GOING INFINITE/ MICHAEL LEWIS

Was Effective Altruism a creed to do good or a cover for personal greed? Does anyone understand the Crypto marketplace? Will you understand Crypto and Bitcoin exchanges and millisecond trading after immersing yourself in the pages of Michael Lewis’s new book GOING INFINITE? Maybe, but it will be a struggle.

What I can say is that you will get a good look at the persona, ethos and tactics of Sam Brinkman-Fried and exactly how he momentarily became the richest person in the world under 30 years of age. Brinkman’s rise and fall and the monetary and human wreckage he left behind is an astonishing story as told in Lewis’s unique style.

With Lewis’s book you need not have been in the courtroom to predict what would be a guilty on all counts verdict. You will understand why and may decide never to become a Crypto investor.

TWO CURRENT BOOKS…A CONVERGED POLEMIC…BACK TO BACK READS

I could not have chosen a more opportune time to select two new books, The Fifth Risk by Michael Lewis and FEAR by Bob Woodward.

The Fifth Risk dissects the destruction by the Trump Administration of critical government departments responsible for the day-to-day seamless management of the affairs of government.  The Woodward book, FEAR, discusses the dysfunction within the Trump White House.

The take away of these two books unfortunately is a cliché, “No one is home.”

Lewis and Woodward are established journalists.The books are not “tell all ” but well researched and sourced. The consensus on the chaos in government and the serious threats posed to the nation by these respected journalists makes the disclosures even more disturbing.

The timing of the release of  The Fifth Risk and FEAR is prescient.
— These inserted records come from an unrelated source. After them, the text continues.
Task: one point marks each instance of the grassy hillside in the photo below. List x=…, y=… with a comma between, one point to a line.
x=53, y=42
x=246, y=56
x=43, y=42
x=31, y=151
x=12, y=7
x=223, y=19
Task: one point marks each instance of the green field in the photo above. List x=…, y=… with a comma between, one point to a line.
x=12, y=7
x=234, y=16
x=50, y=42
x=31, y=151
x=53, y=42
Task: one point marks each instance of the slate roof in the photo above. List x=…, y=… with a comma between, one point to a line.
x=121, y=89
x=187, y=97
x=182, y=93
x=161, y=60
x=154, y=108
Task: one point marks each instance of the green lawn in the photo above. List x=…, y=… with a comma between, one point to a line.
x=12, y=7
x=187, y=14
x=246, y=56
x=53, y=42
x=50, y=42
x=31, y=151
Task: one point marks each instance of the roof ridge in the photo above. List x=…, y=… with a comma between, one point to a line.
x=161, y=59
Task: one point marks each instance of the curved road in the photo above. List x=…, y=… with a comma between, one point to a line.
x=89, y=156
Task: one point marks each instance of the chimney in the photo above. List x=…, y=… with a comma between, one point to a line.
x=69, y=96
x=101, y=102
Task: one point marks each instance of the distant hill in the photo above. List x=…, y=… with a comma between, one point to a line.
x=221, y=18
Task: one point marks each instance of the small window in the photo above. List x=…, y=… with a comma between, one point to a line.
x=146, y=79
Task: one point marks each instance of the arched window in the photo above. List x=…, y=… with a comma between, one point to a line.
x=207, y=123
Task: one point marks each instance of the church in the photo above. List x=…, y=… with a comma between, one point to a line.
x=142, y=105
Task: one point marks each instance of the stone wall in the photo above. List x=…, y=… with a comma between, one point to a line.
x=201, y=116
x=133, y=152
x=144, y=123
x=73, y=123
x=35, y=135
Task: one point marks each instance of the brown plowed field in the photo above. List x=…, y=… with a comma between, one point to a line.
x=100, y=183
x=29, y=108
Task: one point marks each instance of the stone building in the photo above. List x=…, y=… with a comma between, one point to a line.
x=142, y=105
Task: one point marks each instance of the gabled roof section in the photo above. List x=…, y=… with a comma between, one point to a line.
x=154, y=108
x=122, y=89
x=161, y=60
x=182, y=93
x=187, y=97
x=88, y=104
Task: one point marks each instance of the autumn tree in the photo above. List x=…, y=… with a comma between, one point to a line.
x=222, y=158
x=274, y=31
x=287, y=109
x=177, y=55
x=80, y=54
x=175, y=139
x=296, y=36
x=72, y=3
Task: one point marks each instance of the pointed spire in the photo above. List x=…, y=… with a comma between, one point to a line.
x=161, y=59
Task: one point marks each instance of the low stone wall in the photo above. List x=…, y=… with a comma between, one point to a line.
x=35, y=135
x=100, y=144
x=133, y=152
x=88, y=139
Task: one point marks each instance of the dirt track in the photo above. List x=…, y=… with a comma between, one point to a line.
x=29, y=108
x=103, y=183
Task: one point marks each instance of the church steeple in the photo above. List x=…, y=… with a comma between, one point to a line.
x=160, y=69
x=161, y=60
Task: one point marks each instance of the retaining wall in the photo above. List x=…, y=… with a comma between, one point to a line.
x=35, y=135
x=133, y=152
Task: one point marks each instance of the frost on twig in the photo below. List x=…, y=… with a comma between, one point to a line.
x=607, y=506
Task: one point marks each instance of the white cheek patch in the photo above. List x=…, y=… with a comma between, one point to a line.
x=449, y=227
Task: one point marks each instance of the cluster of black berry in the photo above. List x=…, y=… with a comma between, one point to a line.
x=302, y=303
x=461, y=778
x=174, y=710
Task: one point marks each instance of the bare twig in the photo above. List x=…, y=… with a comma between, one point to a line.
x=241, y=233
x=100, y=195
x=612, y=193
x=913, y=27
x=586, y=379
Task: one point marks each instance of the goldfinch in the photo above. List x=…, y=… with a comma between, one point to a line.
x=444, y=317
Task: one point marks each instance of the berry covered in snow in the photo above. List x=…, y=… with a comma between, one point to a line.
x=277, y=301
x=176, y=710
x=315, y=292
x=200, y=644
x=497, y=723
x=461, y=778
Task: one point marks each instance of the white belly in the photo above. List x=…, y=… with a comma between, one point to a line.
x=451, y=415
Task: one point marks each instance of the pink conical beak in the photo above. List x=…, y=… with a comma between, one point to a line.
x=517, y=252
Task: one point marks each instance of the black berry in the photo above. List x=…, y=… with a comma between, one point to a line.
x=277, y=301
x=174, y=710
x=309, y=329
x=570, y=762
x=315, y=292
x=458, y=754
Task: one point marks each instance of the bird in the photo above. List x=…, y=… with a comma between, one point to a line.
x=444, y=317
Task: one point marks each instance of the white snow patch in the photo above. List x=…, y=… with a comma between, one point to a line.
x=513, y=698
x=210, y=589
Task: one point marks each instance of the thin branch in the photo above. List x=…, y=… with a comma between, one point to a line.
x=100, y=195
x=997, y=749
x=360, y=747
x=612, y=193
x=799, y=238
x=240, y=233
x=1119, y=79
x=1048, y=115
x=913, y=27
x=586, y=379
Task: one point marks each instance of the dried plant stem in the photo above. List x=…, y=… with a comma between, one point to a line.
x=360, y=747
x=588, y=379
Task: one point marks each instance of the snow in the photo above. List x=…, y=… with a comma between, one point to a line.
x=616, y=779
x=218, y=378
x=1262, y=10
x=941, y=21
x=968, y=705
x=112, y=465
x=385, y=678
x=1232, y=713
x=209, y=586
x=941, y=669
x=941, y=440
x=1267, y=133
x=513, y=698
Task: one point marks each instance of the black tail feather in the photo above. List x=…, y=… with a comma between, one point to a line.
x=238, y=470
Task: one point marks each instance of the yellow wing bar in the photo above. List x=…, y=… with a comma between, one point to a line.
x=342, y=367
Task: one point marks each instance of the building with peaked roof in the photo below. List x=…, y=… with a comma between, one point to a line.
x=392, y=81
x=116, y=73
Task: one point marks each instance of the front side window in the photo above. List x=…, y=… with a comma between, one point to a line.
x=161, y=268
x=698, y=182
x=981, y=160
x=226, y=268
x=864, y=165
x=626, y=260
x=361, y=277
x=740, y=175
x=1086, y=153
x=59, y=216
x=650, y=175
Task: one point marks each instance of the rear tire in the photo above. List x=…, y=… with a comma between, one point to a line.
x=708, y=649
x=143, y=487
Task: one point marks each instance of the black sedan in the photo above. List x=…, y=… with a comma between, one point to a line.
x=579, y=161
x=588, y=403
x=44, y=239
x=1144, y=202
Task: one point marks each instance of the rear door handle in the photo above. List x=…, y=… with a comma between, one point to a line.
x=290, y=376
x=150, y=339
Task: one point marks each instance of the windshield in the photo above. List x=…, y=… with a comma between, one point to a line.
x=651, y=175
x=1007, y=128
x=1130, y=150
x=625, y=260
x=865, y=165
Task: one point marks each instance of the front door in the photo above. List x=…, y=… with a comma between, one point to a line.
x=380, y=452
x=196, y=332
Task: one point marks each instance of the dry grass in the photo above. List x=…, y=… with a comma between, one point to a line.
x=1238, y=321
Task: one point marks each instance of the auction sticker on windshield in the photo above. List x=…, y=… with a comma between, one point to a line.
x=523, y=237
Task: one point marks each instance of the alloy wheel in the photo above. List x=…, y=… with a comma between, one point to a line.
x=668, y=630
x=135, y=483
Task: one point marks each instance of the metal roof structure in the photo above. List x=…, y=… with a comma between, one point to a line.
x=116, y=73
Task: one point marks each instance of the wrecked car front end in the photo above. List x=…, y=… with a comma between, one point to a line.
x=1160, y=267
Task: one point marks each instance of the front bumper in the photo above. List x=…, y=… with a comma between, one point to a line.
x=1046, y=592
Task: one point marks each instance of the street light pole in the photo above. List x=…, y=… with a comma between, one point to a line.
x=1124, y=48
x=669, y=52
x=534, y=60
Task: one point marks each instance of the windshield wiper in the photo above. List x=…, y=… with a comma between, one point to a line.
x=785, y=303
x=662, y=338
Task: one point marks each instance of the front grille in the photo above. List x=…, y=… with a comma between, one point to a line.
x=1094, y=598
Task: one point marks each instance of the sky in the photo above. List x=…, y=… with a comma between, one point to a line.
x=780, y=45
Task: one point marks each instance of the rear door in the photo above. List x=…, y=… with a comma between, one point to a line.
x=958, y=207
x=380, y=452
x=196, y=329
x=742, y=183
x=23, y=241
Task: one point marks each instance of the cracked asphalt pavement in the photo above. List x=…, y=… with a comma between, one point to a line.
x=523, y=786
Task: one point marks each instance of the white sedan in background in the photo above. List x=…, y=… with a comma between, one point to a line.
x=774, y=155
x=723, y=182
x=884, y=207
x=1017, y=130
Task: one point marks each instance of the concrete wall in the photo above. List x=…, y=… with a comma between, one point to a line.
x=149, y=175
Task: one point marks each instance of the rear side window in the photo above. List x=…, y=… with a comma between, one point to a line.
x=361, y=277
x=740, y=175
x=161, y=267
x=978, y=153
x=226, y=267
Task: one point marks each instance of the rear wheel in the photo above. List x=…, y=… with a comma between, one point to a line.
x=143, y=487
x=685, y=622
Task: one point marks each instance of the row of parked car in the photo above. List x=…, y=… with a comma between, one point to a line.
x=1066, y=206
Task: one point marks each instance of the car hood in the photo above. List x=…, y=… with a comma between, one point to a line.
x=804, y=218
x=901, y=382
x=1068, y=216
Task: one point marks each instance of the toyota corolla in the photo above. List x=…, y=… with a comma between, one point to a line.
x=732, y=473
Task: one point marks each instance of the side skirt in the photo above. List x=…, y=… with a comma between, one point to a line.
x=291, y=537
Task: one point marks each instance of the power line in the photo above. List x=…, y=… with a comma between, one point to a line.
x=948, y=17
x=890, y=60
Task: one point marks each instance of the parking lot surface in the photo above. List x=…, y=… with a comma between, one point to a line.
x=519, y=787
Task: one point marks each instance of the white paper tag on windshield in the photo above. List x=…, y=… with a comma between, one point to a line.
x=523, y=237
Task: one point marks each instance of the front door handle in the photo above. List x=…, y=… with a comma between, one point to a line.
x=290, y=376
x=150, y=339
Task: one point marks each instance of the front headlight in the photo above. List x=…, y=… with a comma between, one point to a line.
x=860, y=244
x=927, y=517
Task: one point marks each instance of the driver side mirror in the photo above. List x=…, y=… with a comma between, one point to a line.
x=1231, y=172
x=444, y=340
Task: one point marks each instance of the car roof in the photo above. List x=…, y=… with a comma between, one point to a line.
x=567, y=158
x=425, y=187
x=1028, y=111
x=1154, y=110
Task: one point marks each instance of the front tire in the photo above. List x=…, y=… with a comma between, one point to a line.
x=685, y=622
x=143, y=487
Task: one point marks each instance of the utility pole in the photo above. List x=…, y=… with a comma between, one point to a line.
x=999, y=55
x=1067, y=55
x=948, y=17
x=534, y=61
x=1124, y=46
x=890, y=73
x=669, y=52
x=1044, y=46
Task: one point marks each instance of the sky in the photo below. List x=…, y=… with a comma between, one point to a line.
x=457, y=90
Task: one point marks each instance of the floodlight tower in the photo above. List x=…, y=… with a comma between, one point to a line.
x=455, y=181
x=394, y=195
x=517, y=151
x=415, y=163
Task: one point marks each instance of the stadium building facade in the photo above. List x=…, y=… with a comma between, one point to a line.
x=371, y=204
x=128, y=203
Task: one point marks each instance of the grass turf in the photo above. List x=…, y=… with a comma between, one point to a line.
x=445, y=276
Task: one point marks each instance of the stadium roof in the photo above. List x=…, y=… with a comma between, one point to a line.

They are “current events.”

 

 

 

 

MICHAEL LEWIS/THE UNDOING PROJECT/ NOT MONEYBALL/A DIFFERENT READ!

If you are looking for Michael Lewis’ new book  THE UNDOING PROJECT to be another MONEYBALL, THE BIG SHORT or THE BLIND SIDE, you won’t find it.

THE UNDOING PROJECT, published this year, is a cerebral look that undoes common wisdom about how we form opinions and make up our minds.  The subtitle of the book, A Friendship That Changed  Our Minds,  uncovers the relationship between two Israeli psychologists, Daniel Kahneman and Amos Tversky, who together broke the mold into investigating the human decision-making process.

Most appropriately, Lewis sets the scene for this work of non-fiction by explaining how  the non conventional statistical analysis of the potential of baseball players as  detailed  in his book  MONEYBALL was later used by the Houston Rockets basketball team.  The narrative quickly transforms into an  examination of exactly how psychologists Tversky and Kahneman through extensive scientific research in academia  both in Israel and the United States discovered exactly how the mind works when forming judgements  about  people and their performance potential in specific situations.  The book  advances its own unique theory of a person’s ability to think objectively.

Interspersed with the science is the personal story of two unlikely collaborators who formed an extraordinary  friendship and dramatically advanced a greater understanding of how initial perceptions can overwhelm reality.  The ” Halo effect.”  How do we examine specific individual qualities separately from the whole? Deep but fascinating.